The Commission’s Chair, California Supreme Court Justice Ming W. Chin, repeated his assertion that courts are accountable to codes of conduct, the law, and the Constitution,” but evidently not to the people. The Commission’s interim report isn’t due until next month, but when lawyers start talking like this, it’s usually a good sign they want to push voters out of the judicial selection process.

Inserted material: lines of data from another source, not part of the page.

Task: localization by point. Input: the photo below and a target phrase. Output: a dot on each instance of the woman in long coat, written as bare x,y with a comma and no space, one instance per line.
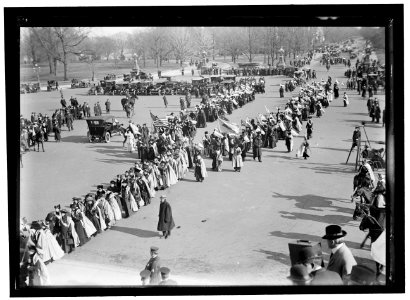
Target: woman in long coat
166,221
237,162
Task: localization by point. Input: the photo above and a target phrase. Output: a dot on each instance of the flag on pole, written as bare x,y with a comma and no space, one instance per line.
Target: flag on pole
228,127
153,117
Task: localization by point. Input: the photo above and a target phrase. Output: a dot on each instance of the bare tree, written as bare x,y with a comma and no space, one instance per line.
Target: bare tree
61,42
159,44
105,45
181,42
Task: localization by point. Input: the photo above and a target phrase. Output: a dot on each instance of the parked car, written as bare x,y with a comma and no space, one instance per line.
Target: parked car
102,128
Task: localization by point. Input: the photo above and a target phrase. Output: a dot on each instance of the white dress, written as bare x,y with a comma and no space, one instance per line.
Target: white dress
116,209
130,142
88,225
48,246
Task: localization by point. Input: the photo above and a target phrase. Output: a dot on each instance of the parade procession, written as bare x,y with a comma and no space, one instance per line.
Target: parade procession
206,169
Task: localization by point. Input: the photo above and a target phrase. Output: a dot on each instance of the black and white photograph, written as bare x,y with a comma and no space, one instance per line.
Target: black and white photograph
204,155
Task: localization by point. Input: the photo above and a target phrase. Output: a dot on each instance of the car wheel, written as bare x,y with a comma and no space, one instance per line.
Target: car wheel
107,137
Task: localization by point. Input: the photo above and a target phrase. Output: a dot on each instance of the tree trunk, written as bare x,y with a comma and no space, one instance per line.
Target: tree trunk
55,67
50,64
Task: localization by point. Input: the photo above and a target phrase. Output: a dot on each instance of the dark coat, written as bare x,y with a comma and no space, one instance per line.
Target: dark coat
165,222
153,265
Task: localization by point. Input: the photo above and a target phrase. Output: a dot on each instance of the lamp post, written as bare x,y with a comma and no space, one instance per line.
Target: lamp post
36,68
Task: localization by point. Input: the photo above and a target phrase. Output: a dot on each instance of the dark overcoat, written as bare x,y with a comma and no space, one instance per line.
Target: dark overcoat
165,222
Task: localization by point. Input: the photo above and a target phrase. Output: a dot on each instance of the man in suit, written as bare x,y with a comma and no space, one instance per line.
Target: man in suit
313,261
166,221
165,277
341,259
145,133
145,277
356,136
257,146
154,266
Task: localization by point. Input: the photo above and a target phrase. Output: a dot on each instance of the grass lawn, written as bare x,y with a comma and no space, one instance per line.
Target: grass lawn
80,70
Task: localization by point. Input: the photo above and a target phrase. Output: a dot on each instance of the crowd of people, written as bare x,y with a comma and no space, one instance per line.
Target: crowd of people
166,155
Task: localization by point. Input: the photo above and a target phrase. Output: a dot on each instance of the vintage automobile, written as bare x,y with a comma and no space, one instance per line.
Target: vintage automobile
199,81
29,88
96,90
75,83
102,128
51,85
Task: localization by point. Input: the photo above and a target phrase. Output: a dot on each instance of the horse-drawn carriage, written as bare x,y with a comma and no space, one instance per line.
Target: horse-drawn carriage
51,85
102,128
29,88
75,83
96,90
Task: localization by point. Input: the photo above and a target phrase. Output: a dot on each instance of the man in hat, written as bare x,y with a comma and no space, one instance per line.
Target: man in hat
341,259
356,137
361,275
145,277
165,277
108,106
153,265
166,221
257,145
312,260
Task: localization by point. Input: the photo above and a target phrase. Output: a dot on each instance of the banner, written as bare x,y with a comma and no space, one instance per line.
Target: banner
153,117
228,127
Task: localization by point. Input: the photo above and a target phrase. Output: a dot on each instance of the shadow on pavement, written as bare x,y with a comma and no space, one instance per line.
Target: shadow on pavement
313,238
277,256
137,232
327,219
313,202
82,139
329,169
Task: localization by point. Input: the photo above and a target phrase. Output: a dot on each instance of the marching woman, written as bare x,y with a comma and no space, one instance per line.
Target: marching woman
237,162
130,141
219,160
200,168
345,99
309,128
45,242
289,140
77,217
92,214
114,205
336,89
67,236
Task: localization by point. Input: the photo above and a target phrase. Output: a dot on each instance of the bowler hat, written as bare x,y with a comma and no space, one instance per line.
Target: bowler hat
334,232
307,254
362,275
164,270
299,273
145,274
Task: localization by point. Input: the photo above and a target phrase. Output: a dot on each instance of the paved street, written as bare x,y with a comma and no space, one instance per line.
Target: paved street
234,228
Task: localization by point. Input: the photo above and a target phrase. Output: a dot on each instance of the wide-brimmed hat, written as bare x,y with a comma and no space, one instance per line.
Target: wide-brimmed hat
334,232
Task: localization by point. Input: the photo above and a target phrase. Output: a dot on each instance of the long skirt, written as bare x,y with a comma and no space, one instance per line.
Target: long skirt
88,226
116,209
82,235
51,249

Time to Put California On Your Radar

July 8, 2008

California’s Commission for Impartial Courts will hold its first public “fact-finding” hearing next week reports Legal Newsline. The commissioners will hear from Ohio Chief Justice Thomas Moyer – a well-known opponent of democratic judicial elections – and view “horrifying” ads from judicial races around the country. Sounds like the “facts” have already been “found” and all that’s left is to figure out how better to insulate California judges from California citizens.

“The commission,” says commissioner and California Supreme Court Justice Ming Chin, “believes that courts should be accountable … to well-established codes of conduct that require them to follow the law and the Constitution.” Of course everyone wants judges to follow appropriate codes of judicial conduct and uphold state constitutions. But let’s hope the commissioners remember that quaint old democratic notion that judges – like all other public servants – must also be accountable to the people.